Secondo l’organizzazione non governativa Human Rights Watch, una volti arrivati a Tel Aviv, i migranti si scontrano con una realtà ben più dura di quello che possono aspettarsi: infatti una legge israeliana del 2013 prevede che i clandestini vengano incarcerati per un periodo di un anno, al termine del quale ci sarebbe il rimpatrio. Per gli eritrei, in particolar modo, significherebbe ritornare sotto un regime estremamente duro o di essere deportati in campi di concentramento o di subire torture.

Secondo l’ong sarebbe almeno 7000 i migranti che subiscono abusi e illegalità da parte delle autorità israeliane, inoltre circa il 99,9% delle domande di asilo presentate sarebbero state respinte. Il governo di Nethanyau si giustifica comunicando che si tratterebbe di migranti economici e non perseguitati politici.

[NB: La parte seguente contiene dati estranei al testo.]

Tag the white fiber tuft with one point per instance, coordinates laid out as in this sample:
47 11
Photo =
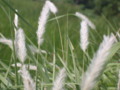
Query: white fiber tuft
84 35
52 7
16 19
20 45
59 82
27 80
118 85
42 22
49 6
98 62
83 17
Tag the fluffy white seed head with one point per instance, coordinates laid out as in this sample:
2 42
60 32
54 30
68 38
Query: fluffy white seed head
31 67
16 21
6 42
20 47
98 62
59 82
83 17
118 85
47 8
84 36
35 50
42 23
52 7
27 80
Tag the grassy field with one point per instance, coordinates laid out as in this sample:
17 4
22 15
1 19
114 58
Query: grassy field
61 42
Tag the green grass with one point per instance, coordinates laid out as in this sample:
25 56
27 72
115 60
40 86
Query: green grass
68 55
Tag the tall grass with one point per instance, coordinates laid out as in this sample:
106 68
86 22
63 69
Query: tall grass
60 49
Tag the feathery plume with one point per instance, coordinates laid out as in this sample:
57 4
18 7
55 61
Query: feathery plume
31 67
84 35
49 6
98 62
6 42
27 80
59 82
20 45
52 7
83 17
42 22
34 50
16 21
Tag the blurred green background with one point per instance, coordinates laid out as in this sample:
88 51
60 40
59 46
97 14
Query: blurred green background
105 14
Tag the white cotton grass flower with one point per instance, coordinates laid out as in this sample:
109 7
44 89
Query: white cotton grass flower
15 21
6 42
59 82
27 80
84 18
49 6
52 7
20 47
31 67
118 85
84 36
35 50
98 62
42 23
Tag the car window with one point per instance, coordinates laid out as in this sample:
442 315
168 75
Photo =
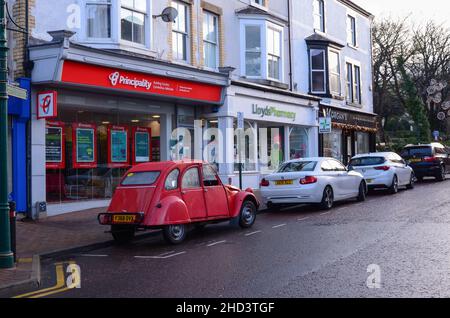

A causa della disperazione e della paura, molti di questi immigrati si rivolgono ai trafficanti israeliani, pagando anche sei mila dollari pur di riuscire a lasciare il paese senza essere incarcerati o rimpatriati.
A giugno alcuni rifugiati africani hanno osservato uno sciopero della fame come forma di protesta contro le condizioni disumane del campo profughi dove erano detenuti.